Lundi 5 et mardi 6 mai : deux jours pendant lesquels le conseil ECOFIN (réunion des ministres des finances des États membres, nda) a fait le point sur la situation et a décidé de l'agenda de cet ambitieux projet.
Il était une fois
L'idée d'une taxe sur les transactions financières est née en 1972 sous la plume d'un célèbre économiste, James Tobin, lauréat du prix Nobel d'économie. Élaborée dans le but de limiter la volatilité des taux de changes, elle s'est aujourd'hui élargie à l'ensemble des transactions financières. Après de nombreuses et vaines tentatives nationales d'instaurer une telle taxe, l'Union européenne a décidé de prendre le dossier en main. La crise économique de 2008 a en effet révélé l'importance de la mise en place d'un système de taxation, et c'est en 2010, après l'échec des négociations du G20 sur la question, que la Commission européenne a commencé à étudier la potentielle faisabilité du projet. Cependant le conseil ECOFIN mi-2012 a établi l'impossibilité d'instaurer une taxation au niveau de l'ensemble des États membres, mais a évoqué le fait qu'une coopération renforcée sur la question était envisageable. C'est ainsi que fin 2012 et début 2013, la Commission, le Parlement et le Conseil ont donné leur feu vert pour que les 11 États membres volontaires puissent mettre en oeuvre, par le biais d'une coopération renforcée, une taxe sur les transactions financières.

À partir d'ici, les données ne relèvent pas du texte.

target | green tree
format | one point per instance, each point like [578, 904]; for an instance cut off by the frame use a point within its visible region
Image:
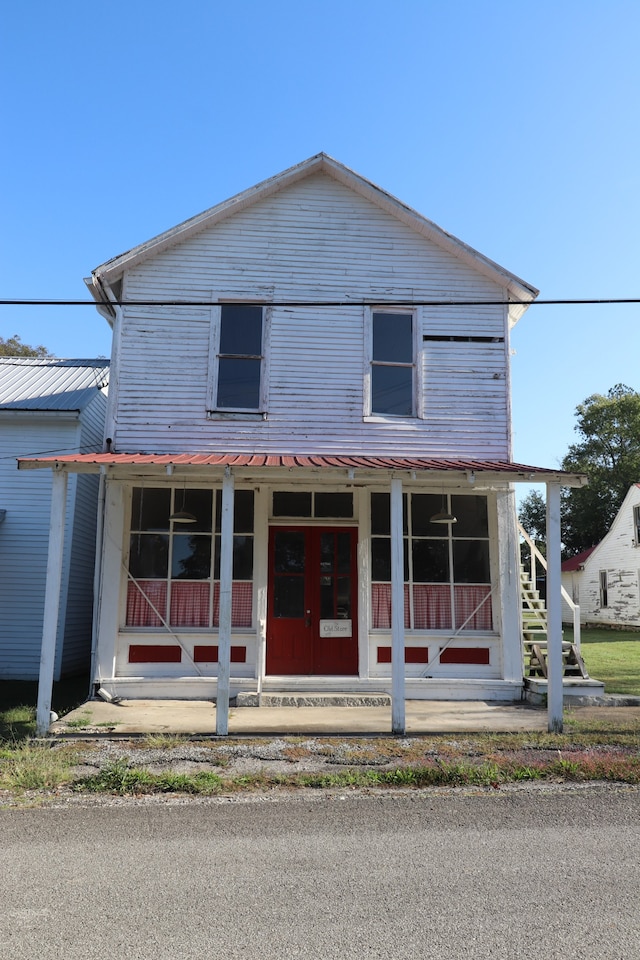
[533, 515]
[14, 347]
[608, 452]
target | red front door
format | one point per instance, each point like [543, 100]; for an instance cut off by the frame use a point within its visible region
[312, 611]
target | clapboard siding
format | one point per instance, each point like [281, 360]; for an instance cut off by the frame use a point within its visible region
[24, 541]
[26, 496]
[619, 555]
[76, 649]
[315, 240]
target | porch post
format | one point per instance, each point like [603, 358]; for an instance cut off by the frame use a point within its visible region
[224, 628]
[554, 611]
[51, 600]
[397, 611]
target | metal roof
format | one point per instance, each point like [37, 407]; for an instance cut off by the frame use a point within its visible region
[47, 383]
[505, 470]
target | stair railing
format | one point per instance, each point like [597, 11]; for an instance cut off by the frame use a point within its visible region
[536, 557]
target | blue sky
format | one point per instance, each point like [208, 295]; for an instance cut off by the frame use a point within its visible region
[513, 125]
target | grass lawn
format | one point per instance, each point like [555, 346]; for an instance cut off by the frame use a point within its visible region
[612, 656]
[18, 701]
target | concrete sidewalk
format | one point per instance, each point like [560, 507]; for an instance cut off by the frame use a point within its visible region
[193, 717]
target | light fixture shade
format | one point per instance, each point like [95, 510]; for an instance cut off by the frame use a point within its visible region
[183, 516]
[443, 516]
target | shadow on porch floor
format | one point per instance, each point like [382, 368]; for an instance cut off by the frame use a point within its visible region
[199, 717]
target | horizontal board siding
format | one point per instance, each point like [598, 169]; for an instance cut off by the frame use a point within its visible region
[315, 240]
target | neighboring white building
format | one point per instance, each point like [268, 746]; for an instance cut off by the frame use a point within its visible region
[47, 407]
[294, 351]
[605, 580]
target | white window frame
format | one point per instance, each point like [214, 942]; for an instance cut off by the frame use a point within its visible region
[603, 581]
[213, 410]
[416, 385]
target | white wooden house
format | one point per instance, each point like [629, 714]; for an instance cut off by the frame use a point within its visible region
[337, 366]
[47, 407]
[605, 580]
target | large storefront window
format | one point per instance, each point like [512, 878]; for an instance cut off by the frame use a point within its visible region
[174, 566]
[446, 566]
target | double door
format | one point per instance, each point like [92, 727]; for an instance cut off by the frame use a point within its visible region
[312, 606]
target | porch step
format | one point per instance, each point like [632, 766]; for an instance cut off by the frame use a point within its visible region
[314, 700]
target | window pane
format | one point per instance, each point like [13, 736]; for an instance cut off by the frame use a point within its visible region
[430, 561]
[286, 504]
[241, 329]
[149, 556]
[471, 561]
[471, 515]
[333, 505]
[242, 558]
[150, 508]
[392, 337]
[392, 390]
[423, 507]
[196, 502]
[381, 513]
[239, 383]
[381, 558]
[242, 511]
[288, 597]
[191, 558]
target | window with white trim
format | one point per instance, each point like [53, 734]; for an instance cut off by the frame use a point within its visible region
[447, 572]
[604, 589]
[392, 386]
[174, 567]
[238, 359]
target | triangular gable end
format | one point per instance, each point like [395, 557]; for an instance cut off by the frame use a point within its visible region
[108, 274]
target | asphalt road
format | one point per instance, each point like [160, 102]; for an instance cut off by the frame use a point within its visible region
[524, 874]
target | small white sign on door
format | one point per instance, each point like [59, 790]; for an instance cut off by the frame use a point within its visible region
[335, 628]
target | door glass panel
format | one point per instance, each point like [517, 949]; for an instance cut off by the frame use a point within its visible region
[344, 553]
[288, 597]
[327, 543]
[289, 551]
[343, 611]
[326, 599]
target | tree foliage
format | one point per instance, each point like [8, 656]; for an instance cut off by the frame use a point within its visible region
[14, 347]
[608, 452]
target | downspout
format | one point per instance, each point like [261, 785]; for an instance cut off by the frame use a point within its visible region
[97, 579]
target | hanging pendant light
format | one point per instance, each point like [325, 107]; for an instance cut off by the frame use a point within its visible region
[182, 515]
[443, 515]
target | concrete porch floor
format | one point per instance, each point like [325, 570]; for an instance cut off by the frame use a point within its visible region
[193, 717]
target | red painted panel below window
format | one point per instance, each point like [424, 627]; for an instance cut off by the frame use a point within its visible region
[411, 655]
[465, 655]
[158, 653]
[209, 654]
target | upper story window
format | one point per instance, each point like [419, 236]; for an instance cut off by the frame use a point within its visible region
[237, 379]
[393, 367]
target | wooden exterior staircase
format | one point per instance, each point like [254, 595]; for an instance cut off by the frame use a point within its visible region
[575, 676]
[534, 637]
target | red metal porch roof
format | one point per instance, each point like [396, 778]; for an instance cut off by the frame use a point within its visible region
[258, 460]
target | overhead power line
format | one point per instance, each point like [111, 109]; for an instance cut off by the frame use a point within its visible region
[577, 301]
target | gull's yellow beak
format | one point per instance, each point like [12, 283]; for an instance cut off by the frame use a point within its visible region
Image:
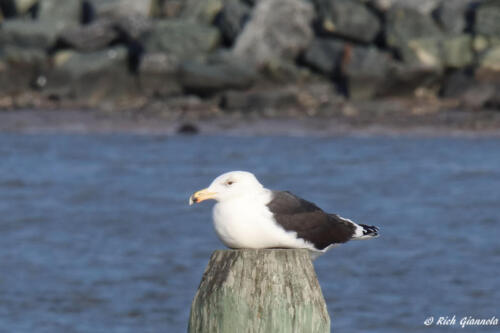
[201, 195]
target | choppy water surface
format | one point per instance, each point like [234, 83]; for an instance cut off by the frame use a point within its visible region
[96, 234]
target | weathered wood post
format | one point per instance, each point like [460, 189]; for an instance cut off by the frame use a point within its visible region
[266, 290]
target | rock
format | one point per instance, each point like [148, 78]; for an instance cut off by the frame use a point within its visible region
[425, 7]
[92, 37]
[231, 20]
[406, 79]
[201, 11]
[404, 25]
[206, 79]
[93, 77]
[188, 129]
[28, 34]
[481, 95]
[61, 14]
[19, 69]
[489, 65]
[456, 84]
[347, 18]
[132, 27]
[482, 43]
[7, 9]
[260, 100]
[23, 6]
[285, 71]
[458, 51]
[442, 51]
[278, 29]
[158, 75]
[452, 15]
[183, 39]
[487, 18]
[123, 8]
[324, 55]
[171, 8]
[365, 70]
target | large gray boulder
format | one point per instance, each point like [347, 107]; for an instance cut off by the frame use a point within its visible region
[159, 75]
[20, 69]
[365, 70]
[425, 7]
[91, 37]
[489, 65]
[201, 11]
[28, 34]
[404, 25]
[406, 79]
[231, 19]
[61, 14]
[120, 8]
[487, 18]
[347, 18]
[91, 78]
[452, 15]
[278, 29]
[454, 51]
[324, 55]
[184, 39]
[208, 78]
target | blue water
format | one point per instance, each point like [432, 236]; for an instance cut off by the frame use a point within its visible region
[96, 234]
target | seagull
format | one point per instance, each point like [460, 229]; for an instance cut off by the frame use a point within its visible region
[249, 216]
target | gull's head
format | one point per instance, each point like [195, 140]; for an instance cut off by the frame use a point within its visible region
[229, 185]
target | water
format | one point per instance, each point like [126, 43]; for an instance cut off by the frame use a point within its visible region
[96, 234]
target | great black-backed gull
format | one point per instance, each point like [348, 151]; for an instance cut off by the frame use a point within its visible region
[247, 215]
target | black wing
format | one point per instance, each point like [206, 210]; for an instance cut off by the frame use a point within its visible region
[309, 221]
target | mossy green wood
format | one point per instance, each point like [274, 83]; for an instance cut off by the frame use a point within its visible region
[268, 290]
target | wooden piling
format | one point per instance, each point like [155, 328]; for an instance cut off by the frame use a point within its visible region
[267, 290]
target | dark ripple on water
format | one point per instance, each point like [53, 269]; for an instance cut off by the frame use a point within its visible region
[97, 236]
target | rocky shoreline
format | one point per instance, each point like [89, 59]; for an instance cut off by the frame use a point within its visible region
[400, 63]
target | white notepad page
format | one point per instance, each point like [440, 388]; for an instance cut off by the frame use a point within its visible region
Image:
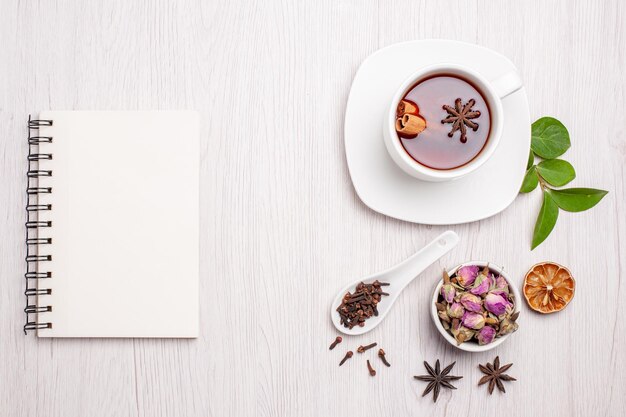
[125, 209]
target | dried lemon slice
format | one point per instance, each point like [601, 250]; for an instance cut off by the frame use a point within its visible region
[548, 287]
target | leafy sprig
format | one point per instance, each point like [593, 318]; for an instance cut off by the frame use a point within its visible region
[550, 139]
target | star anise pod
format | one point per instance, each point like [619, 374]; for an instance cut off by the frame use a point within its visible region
[460, 116]
[437, 378]
[494, 374]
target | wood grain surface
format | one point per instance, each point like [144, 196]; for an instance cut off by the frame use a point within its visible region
[282, 229]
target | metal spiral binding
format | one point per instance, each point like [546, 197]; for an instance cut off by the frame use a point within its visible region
[34, 225]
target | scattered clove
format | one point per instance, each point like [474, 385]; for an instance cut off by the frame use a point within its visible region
[335, 343]
[362, 348]
[345, 358]
[381, 355]
[357, 307]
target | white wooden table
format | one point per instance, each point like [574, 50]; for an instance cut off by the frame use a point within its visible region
[282, 228]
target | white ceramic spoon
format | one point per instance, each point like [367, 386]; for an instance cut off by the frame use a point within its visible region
[398, 278]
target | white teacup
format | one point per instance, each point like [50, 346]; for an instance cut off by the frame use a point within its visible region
[493, 91]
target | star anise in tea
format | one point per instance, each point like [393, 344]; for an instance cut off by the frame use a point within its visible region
[437, 378]
[494, 374]
[461, 117]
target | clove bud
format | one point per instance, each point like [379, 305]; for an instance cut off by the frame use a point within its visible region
[381, 355]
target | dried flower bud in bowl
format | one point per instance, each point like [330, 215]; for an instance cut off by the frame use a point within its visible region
[475, 307]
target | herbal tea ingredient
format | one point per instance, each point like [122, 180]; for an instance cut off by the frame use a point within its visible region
[548, 287]
[337, 340]
[460, 116]
[345, 358]
[381, 355]
[437, 379]
[550, 139]
[494, 374]
[476, 305]
[357, 307]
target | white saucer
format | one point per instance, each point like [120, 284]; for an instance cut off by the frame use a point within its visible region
[384, 187]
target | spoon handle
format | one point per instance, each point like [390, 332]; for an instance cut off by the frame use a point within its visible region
[408, 270]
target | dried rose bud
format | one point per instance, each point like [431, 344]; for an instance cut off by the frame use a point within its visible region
[481, 285]
[443, 316]
[507, 326]
[466, 275]
[496, 304]
[501, 284]
[455, 310]
[471, 302]
[486, 335]
[448, 292]
[461, 334]
[473, 320]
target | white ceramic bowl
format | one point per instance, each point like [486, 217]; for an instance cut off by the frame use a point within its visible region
[471, 346]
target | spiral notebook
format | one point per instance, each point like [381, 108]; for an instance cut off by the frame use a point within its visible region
[112, 228]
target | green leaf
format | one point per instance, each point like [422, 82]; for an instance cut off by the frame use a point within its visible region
[577, 199]
[550, 138]
[545, 221]
[531, 159]
[530, 180]
[556, 172]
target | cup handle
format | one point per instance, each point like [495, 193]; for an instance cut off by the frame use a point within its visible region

La directive du conseil est très claire : « le Conseil a autorisé une coopération renforcée entre la Belgique, l'Allemagne, l'Estonie, la Grèce, l'Espagne, la France, l'Italie, l'Autriche, le Portugal, la Slovénie et la Slovaquie », le Royaume-Uni ayant logiquement et catégoriquement refusé une telle proposition. L'agenda de cette « taxe Robin des Bois » devra cependant être décidé plus tard, a indiqué la directive. Le dernier conseil ECOFIN vient donc de faire le point là dessus.
Cette taxe se divise donc en deux parties : elle prévoit une taxation de 0,1% sur les transactions d'actions et d'obligations, puis 0,01% sur les produits dérivés (représentant 80% des transactions financières). Il semble qu'aujourd'hui, il est plus que primordial que des projets européens comme celui-ci voient le jour. Car ils permettent à la fois de montrer que l'Union européenne est capable de faire des propositions ambitieuses, et de prouver qu'il y a une réelle volonté politique de combattre le monde de la finance, tant critiqué en ces temps de crise.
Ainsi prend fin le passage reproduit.